Le dernier cas est celui d'un salarié âgé de 32 ans, employé à Dijon dans le domaine des services aux entreprises, qui s'est suicidé jeudi soir à son domicile. D'après une source syndicale, il était cadre et, comme 35 % des salariés de France Télécom, sous contrat de droit privé. Après un arrêt longue maladie, il avait repris le travail il y a quelques mois.
Le second est un technicien d'une cinquantaine d'années de la Haute-Normandie, qui s'est donné la mort dans une forêt mardi 9 février. Une enquête de gendarmerie est en cours, a précisé France Télécom.
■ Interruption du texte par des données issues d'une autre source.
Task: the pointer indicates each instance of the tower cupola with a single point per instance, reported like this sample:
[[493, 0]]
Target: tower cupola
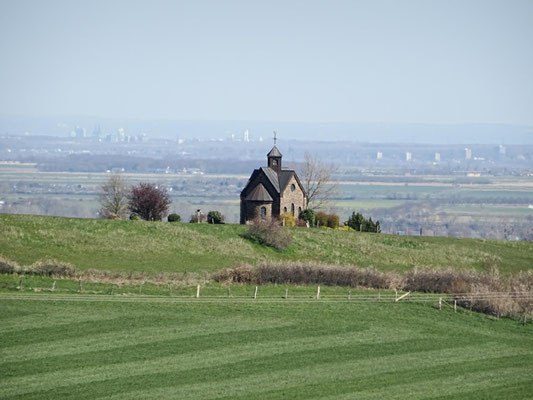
[[274, 156]]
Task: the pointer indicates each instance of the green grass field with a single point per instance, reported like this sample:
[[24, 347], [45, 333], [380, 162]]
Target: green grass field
[[96, 347], [153, 247]]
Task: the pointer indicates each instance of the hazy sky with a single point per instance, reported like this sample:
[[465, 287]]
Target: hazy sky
[[354, 61]]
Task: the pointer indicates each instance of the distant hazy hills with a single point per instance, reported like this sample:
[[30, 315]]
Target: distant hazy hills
[[368, 132]]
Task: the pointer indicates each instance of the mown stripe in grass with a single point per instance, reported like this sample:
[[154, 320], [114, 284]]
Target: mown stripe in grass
[[327, 385], [248, 352]]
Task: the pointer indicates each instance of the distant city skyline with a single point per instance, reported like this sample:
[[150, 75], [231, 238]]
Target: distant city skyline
[[383, 61]]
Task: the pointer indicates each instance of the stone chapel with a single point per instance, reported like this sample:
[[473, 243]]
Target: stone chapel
[[272, 191]]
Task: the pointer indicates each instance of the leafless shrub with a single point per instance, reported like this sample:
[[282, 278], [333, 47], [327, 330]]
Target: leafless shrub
[[334, 275], [241, 274], [444, 280], [7, 266], [269, 233], [309, 273], [51, 268]]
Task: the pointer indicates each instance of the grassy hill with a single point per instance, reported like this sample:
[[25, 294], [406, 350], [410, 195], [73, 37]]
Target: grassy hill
[[153, 247], [128, 348]]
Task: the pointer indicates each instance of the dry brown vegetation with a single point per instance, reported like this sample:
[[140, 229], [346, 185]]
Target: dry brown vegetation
[[485, 291], [488, 292]]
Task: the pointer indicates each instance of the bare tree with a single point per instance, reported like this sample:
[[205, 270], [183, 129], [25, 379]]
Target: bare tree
[[316, 177], [149, 201], [113, 198]]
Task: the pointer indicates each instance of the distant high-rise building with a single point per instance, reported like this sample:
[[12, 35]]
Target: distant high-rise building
[[79, 132], [121, 134], [97, 132]]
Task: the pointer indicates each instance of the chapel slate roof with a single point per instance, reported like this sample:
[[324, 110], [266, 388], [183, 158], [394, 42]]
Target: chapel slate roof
[[278, 180], [259, 194], [272, 177], [274, 152]]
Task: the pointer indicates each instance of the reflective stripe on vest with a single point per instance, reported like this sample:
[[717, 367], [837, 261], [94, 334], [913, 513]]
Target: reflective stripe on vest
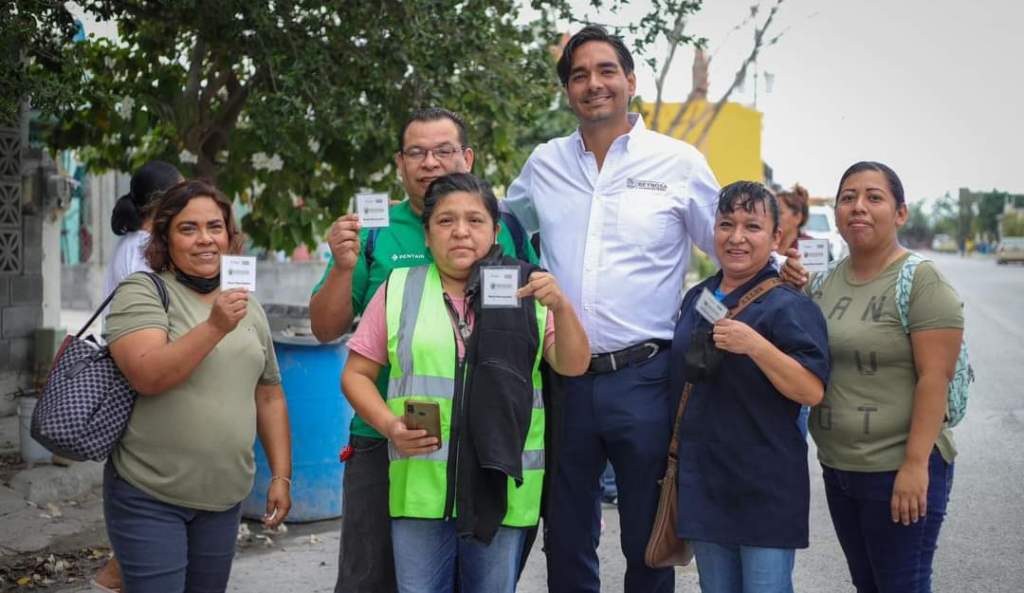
[[423, 357]]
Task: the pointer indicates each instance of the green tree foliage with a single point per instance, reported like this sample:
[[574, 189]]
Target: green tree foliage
[[1013, 224], [33, 35], [918, 230], [294, 106]]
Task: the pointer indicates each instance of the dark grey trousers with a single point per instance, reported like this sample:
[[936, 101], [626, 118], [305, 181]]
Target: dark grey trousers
[[366, 562], [165, 548]]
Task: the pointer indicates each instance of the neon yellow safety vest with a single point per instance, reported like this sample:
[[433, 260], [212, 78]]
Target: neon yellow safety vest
[[424, 368]]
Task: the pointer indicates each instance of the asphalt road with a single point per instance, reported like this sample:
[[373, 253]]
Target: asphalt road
[[981, 548]]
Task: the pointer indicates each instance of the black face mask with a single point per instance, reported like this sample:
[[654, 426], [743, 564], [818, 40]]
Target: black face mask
[[702, 356], [200, 285]]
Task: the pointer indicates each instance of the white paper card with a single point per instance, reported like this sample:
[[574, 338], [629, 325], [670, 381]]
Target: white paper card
[[814, 254], [499, 285], [373, 210], [238, 271], [710, 307]]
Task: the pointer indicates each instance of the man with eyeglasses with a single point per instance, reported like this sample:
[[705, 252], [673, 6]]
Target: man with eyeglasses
[[431, 143]]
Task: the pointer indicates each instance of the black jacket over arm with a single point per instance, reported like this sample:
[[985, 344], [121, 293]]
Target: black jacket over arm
[[498, 404]]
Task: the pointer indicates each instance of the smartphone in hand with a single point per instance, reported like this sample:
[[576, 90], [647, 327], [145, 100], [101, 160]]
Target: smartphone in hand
[[424, 416]]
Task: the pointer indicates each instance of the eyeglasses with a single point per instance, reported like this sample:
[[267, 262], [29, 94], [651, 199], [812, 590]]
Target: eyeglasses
[[442, 153]]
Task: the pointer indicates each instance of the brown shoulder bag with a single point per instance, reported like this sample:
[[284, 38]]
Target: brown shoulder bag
[[665, 548]]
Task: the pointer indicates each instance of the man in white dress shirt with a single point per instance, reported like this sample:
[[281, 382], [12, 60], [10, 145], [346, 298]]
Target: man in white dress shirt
[[616, 207]]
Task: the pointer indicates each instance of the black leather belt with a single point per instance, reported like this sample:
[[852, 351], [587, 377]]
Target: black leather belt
[[608, 362]]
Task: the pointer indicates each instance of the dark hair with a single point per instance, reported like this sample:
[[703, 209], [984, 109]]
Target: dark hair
[[895, 185], [433, 115], [797, 200], [586, 35], [453, 182], [158, 252], [747, 195], [146, 184]]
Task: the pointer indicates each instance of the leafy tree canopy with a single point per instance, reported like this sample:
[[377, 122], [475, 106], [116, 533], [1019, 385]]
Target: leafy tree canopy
[[294, 106]]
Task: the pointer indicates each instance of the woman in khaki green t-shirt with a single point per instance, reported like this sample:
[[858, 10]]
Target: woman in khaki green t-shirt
[[208, 382], [886, 453]]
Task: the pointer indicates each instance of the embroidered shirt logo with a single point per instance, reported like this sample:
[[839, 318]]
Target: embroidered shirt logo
[[645, 184]]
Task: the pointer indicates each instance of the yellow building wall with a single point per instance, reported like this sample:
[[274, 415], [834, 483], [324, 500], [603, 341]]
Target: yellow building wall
[[733, 144]]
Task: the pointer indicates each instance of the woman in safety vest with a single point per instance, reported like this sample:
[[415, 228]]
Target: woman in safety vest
[[461, 342]]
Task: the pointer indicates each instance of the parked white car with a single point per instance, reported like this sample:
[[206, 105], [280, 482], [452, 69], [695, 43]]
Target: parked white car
[[821, 224]]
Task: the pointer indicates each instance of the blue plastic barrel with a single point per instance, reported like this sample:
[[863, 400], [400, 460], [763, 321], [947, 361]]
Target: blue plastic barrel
[[318, 415]]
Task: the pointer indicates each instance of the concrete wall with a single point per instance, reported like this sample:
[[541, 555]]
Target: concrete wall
[[20, 269]]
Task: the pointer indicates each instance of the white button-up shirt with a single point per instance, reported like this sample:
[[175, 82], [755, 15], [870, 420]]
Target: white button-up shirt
[[617, 240]]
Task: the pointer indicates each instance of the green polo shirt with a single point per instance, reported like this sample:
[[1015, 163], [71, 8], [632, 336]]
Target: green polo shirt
[[399, 245]]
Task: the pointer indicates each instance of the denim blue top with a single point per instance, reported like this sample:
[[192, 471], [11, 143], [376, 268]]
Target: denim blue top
[[742, 460]]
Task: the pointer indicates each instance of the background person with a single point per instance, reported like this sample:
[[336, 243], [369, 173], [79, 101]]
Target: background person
[[793, 212], [132, 219], [886, 452], [432, 142], [743, 486], [481, 366], [617, 207], [208, 383]]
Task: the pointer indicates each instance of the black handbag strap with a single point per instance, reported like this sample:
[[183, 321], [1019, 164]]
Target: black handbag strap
[[161, 290]]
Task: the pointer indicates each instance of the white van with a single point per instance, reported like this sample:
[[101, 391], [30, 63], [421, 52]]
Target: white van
[[821, 224]]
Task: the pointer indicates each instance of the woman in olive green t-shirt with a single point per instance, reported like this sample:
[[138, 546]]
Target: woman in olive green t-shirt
[[886, 453], [208, 382]]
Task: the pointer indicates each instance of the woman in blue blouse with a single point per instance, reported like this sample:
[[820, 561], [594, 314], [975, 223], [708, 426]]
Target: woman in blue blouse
[[743, 490]]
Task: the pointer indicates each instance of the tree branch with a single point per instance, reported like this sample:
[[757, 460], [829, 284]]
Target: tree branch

D'après SUD, il avait le statut de fonctionnaire.
Le nombre de suicides de salariés de France Télécom en deux ans (2008 et 2009) s'élevait à trente-cinq au 31 décembre dernier, selon plusieurs syndicats. Le 1er décembre, la direction avait annoncé avoir transmis à l'inspection du travail trente-deux cas de suicides de salariés en deux ans.

"Depuis début janvier cela commence à faire beaucoup, sans compter au moins trois tentatives de suicides, cela rappelle la crise de juillet 2009", a déclaré Patrick Ackermann
, du syndicat SUD, également membre de l'Observatoire
du stress et des mobilités forcées de France Télécom, mis en place par les fédérations syndicales CFE-CGC et SUD de l'entreprise.
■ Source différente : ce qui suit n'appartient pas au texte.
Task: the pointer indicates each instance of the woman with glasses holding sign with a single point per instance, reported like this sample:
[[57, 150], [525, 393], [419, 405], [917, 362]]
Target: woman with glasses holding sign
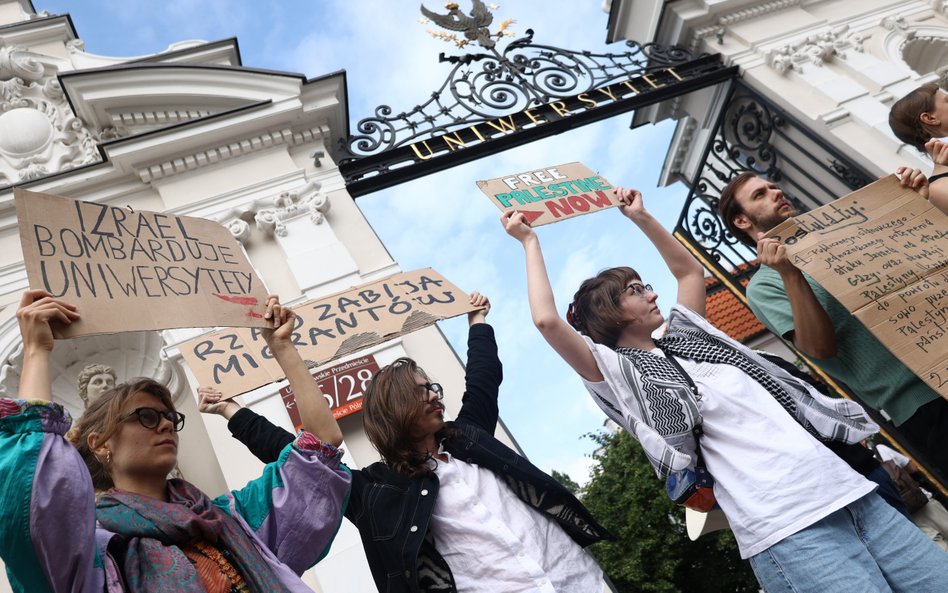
[[450, 508], [146, 533], [704, 407]]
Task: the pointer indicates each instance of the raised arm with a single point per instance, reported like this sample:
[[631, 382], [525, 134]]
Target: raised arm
[[314, 410], [558, 334], [813, 330], [38, 310], [686, 269], [938, 187], [261, 437], [483, 372]]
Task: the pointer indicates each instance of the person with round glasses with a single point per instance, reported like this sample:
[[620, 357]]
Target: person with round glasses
[[697, 400], [145, 533], [450, 508]]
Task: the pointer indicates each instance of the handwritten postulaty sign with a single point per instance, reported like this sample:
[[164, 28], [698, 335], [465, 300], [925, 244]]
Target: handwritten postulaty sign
[[882, 252], [136, 270], [238, 360], [551, 194]]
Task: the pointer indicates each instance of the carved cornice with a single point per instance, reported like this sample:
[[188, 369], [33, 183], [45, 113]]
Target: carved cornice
[[223, 152], [155, 118]]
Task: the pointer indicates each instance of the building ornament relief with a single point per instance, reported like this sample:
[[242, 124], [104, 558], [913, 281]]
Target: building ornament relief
[[270, 216], [291, 204], [39, 133], [815, 49]]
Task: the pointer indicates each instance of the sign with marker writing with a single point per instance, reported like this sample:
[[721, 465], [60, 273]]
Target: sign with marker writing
[[882, 251], [343, 386], [551, 194], [136, 270], [238, 360]]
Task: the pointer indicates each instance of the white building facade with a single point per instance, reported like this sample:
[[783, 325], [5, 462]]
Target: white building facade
[[190, 131]]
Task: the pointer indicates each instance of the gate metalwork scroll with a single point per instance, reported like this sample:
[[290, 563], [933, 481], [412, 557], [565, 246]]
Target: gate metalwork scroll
[[499, 98], [753, 134]]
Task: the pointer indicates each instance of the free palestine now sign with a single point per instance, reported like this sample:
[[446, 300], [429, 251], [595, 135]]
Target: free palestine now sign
[[551, 194]]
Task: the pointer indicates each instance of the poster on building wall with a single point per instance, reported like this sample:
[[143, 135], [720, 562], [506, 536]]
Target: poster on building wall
[[882, 251], [238, 360], [551, 194], [131, 270], [343, 386]]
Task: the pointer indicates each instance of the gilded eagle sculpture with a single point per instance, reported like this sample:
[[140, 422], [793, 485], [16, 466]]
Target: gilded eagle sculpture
[[474, 27]]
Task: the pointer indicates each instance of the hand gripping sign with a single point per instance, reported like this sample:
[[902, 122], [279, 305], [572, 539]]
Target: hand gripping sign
[[882, 251], [132, 271], [551, 194], [238, 360]]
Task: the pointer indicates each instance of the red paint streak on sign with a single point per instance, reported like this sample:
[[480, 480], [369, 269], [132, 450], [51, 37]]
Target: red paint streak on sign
[[249, 301]]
De son côté, la CGT, prudente dans l'attente de davantage d'informations sur ces cas, réclame "d'aller plus vite dans les négociations en cours sur l'organisation du travail, qui est pathologique". La CFDT s'est également déclarée "inquiète" tout en précisant qu'elle attendait les résultats des enquêtes.
Pour M. Ackermann, "la tension est très forte dans l'entreprise, d'autant que la direction met du temps à reconnaître que des suicides ont un lien avec le travail". Il fait notamment allusion au suicide d'un salarié fonctionnaire d'Annecy le 28 septembre dernier. Alors qu'une étude commandée par le comité d'hygiène et de sécurité (CHSCT) a conclu au lien avec le travail, la direction ne l'a pas encore classé en accident de service. Le comité central d'entreprise de France Télécom a demandé dans une motion il y a quelques jours que cela soit fait très rapidement.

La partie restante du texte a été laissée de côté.